Edit: Updated with expected output and explanations
I have a table 'Table1' as:
Fruit Site Feature1 Feature2 Feature3
Apple Sydney A1 B1 C1
Banana Sydney A1 B1 C1
Cherry Sydney A1 B2 C1
Durian Melbourne A1 B1 C2
Grape Melbourne A2 B2 C2
Another table, 'Table2' as:
Order Site Feature1 Feature2 Feature3
XX Sydney A2 B1 C1
XY Sydney A1 B1 C1
XZ Sydney A1 B1 C2
YY Melbourne A1 B1 C1
YZ Melbourne A1 B1 C1
ZZ Melbourne A2 B1 C1
Table2 has more rows than Table1. Features and Orders have text values.
I am trying to do the following:
For each fruit and at the same site, find the order with the most number of matches across Feature1,Feature2,Feature3
. Here, a high number matches is (for example) the same values for all three features. A lower match is if there is only same values for only two features.
So starting with the first fruit, search for order (at the same site) which has most number of matches, then go to next fruit, and only look for orders which are left after the first match.
Expected Output
Fruit Order Matches
Apple XY 3
Banana XX 2
Cherry XZ 1
Durian YY 2
Grape ZZ 1
Apple has Order XY because it has the most number of matches. With Order XY already matched, the best match for Banana is Order XX. Even though Order XX and XZ have same number of matches with Banana, the earlier order is preferred.

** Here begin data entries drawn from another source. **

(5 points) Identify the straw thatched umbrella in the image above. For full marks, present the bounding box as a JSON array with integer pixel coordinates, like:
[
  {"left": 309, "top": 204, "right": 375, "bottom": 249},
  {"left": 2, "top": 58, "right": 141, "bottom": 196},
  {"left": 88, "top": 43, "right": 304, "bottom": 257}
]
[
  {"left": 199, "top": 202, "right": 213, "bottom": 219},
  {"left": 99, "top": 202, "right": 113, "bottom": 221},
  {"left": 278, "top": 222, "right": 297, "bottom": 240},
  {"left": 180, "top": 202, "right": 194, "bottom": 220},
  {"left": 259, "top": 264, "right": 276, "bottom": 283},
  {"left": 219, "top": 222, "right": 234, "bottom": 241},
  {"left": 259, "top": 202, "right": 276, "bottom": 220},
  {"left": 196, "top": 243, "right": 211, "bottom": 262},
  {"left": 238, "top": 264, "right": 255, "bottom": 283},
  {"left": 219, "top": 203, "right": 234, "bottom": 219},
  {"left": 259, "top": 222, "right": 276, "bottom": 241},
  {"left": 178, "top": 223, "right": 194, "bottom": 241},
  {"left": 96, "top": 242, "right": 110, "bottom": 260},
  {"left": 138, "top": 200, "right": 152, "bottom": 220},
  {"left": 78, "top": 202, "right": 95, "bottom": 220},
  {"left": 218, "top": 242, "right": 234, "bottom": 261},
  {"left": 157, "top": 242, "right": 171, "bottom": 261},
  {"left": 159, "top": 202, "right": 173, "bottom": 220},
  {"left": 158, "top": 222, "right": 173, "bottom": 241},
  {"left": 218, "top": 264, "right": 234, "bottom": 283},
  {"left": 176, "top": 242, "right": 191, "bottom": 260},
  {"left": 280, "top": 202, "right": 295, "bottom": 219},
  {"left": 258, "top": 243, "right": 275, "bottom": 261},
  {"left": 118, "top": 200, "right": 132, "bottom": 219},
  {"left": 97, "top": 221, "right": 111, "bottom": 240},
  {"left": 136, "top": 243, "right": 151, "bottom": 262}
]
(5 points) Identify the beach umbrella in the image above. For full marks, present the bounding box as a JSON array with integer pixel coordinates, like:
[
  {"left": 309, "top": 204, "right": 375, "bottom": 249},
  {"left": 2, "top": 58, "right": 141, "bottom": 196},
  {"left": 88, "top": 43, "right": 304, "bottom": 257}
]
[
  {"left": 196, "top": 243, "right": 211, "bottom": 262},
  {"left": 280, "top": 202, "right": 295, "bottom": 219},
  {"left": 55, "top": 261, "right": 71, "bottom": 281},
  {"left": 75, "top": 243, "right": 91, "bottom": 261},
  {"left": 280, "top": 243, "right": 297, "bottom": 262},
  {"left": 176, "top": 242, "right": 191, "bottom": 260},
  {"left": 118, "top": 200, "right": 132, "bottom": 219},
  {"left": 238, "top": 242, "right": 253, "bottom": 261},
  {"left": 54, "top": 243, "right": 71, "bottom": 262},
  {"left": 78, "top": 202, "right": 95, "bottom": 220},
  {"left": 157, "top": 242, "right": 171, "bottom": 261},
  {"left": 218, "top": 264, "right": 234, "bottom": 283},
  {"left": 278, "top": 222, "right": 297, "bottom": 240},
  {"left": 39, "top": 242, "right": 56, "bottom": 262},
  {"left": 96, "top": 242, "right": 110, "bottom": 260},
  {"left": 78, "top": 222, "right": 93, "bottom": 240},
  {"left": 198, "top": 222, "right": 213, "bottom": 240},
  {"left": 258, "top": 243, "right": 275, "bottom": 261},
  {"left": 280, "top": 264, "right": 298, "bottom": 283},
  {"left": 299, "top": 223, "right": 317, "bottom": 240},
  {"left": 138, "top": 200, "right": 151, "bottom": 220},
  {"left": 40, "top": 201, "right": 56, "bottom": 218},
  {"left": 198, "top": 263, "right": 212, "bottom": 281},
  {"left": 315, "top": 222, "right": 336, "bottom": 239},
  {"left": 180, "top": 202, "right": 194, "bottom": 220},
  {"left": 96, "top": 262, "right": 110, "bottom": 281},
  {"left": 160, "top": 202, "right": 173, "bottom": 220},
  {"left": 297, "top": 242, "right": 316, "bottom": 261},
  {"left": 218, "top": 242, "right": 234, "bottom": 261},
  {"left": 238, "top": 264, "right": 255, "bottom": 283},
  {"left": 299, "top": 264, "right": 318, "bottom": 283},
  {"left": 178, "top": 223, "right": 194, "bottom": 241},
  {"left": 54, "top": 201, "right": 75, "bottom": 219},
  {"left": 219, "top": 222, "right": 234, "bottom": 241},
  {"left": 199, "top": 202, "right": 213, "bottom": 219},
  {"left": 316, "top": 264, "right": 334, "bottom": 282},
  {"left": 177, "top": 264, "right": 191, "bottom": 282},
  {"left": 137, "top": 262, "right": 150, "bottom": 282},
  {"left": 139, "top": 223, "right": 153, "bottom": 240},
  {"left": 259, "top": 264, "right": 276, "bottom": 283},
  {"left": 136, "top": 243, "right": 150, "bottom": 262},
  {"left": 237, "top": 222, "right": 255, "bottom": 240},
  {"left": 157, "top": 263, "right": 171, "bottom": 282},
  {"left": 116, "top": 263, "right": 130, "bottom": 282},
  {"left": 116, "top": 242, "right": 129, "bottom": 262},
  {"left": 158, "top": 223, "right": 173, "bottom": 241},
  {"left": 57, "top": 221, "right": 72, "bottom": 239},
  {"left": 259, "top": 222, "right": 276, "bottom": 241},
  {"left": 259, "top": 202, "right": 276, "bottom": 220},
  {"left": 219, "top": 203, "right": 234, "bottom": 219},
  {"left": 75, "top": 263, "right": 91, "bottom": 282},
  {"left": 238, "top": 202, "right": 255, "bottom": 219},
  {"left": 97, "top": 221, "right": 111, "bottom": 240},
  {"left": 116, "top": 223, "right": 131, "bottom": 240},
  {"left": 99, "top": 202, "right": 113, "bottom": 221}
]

For example, Durian was matched to order YY and not order YZ, even though they have same number of matches.
If a fruit has no matches, it won't be included in the output.
My plan was to use merge on site, so we see all orders for a fruit at the same site, and then select the one with highest matches. However, I don't know how I will make sure that the matched order does not show up for the rest of the fruits.
How can I solve this?
CodePudding user response:
This is a perfect use case for melt
as starting point before merge
your two dataframes. melt
flat your value columns (FeatureX
). After merging, you have two columns values_x
(features from df1) and values_y
(features from df2) you need to compare.
Now, with query
, keep rows where this 2 columns are equals. Then, use value_counts
on (Fruit, Order)
columns then reformat the dataframe with rename
and reset_index
. Finally, drop_duplicates
on Fruit
column to keep the first count, the highest value because the Matches
column is already sorted.
You can execute this one-line step by step to see the transformation of the dataframe:
out = pd.merge(df1.melt(['Fruit', 'Site']),
df2.melt(['Order', 'Site']),
on=['Site', 'variable']) \
.query('value_x == value_y') \
.value_counts(['Fruit', 'Order']) \
.rename('Matches') \
.reset_index() \
.drop_duplicates('Fruit')
Final output:
>>> out
Fruit Order Matches
0 Apple XY 3
1 Banana XY 3
6 Cherry XY 2
7 Durian YY 2
12 Grape ZZ 1
Note: check carefully my result because it's not equal to your output.
CodePudding user response:
One way you can do this is to group by "Fruit" and "Site" by setting them as the index and then finding the number of unique values in each row
>>> import pandas as pd
>>> df = pd.DataFrame(
... {
... "Fruit": ["Apple", "Banana", "Grape"],
... "Site": ["Sydney", "Melbourne", "Melbourne"],
... "Feature1": [1, 2, 3],
... "Feature2": [1, 1, 1],
... "Feature3": [1, 3, 3],
... }
... )
>>>
>>> df = df.set_index(['Fruit', 'Site'])
>>>
>>> df.loc[df.nunique(axis=1) == 1, 'Order'] = 1
>>> df.loc[df.nunique(axis=1) > 1, 'Order'] = 2
>>>
>>> df
Feature1 Feature2 Feature3 Order
Fruit Site
Apple Sydney 1 1 1 1.0
Banana Melbourne 2 1 3 2.0
Grape Melbourne 3 1 3 2.0
>>>
>>> # If you just want the counts
>>>
>>> df['Order2'] = df.nunique(axis=1)
>>> df
Feature1 Feature2 Feature3 Order Order2
Fruit Site
Apple Sydney 1 1 1 1.0 1
Banana Melbourne 2 1 3 2.0 3
Grape Melbourne 3 1 3 2.0 3
Update:
You changed the question after I provided this answer. Your question is completely different now.